Jeff's Insect and Spider Pictures


I found this female Pigeon Horntail Wasp at Marsh Haven Nature Center in September of 2008. I finally identified it more than four years later. It lays its eggs under the bark of dying and rotting trees, where the wood boring larvae takes several years to pupate, and emerge as another adult. Although a fearsome looking large wasp, they do not sting, and are completely harmless to people.


The horizontal orb web of this Venusta Orchard Spider caught my eye along the trail through the woods of State Natural Area #51. I took some close-ups of the spider, and then a wide angle shot of the web. When I looked at the larger pictures later on my computer, I was very impressed at the colors and detail, considering that the body of this spider is smaller than a house fly.


Summer/Fall 2011 - I'm raising Praying Mantises this year. Click on the photo below to see pictures from hatching, to dying.


Crab Spiders, like this female Goldenrod Crab Spider, do not spin webs, but rather stalk their prey, or wait on a flower (second picture), and ambush insects that land on them to nectar.I was getting great pictures, but it still wasn't enough. I caught a Pearl Crescent Butterfly, and hand fed it to the spider. It quickly grabbed it out of my fingers.
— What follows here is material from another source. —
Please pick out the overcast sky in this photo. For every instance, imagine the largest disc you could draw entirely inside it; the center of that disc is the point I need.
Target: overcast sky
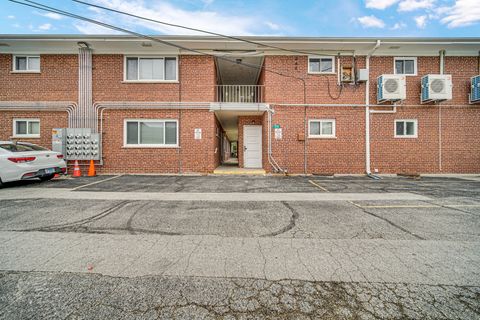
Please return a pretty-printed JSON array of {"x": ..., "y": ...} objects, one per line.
[{"x": 428, "y": 18}]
About the size of a housefly, I easily spotted this mating pair of Jagged Ambush Bugs as they sat on a yellow goldenrod flower along the trails at the Marsh Haven Nature Center. I didn't realize how weird they looked until I saw the magnified picture on my computer monitor.


A Yellow Jacket Wasp on its nest on the ceiling of my dads workshop in Montello, WI, and another eating a fly it captured on a Purple Coneflower in a garden in Beaver Dam, WI.


Bumble Bees on various types of flowers.



Despite the name, the Scorpion Fly is neither a scorpion, nor a fly. Although the tail of the male looks like that of a scorpion, it is not a stinger, and they are harmless to people. The chewing mouth parts are at the end of the elongated face, and are used to eat dead and dying insects, sometimes stolen from spider webs. The pinchers on the end of the tail are used for mating.Here are two pictures of a male, and two pictures of females, without the scorpion-like tail.

On July 29, 2011, while looking for Scorpion Flies at State Natural Area #51, I found a mating pair. While photographing them, I noticed another mating pair, about 12 inches from the first. On August 5, I found a male eating another bug.


A neat close-up of a Red Admiral Butterfly, and an unidentified moth.


1) While photographing mating Soldier Beetles, an individual not only happened to fly into the picture, but flew right across the auto-focus point, giving me a great shot of a flying beetle about to land. 2) I thought these two flies were mating while sitting on a plant (they were so still), but when I realized they were hovering, I still had plenty of time to set up my camera on a tripod. They turned out to be Hoverflies. 3) Then an ant dragging an insect across a painted sidewalk.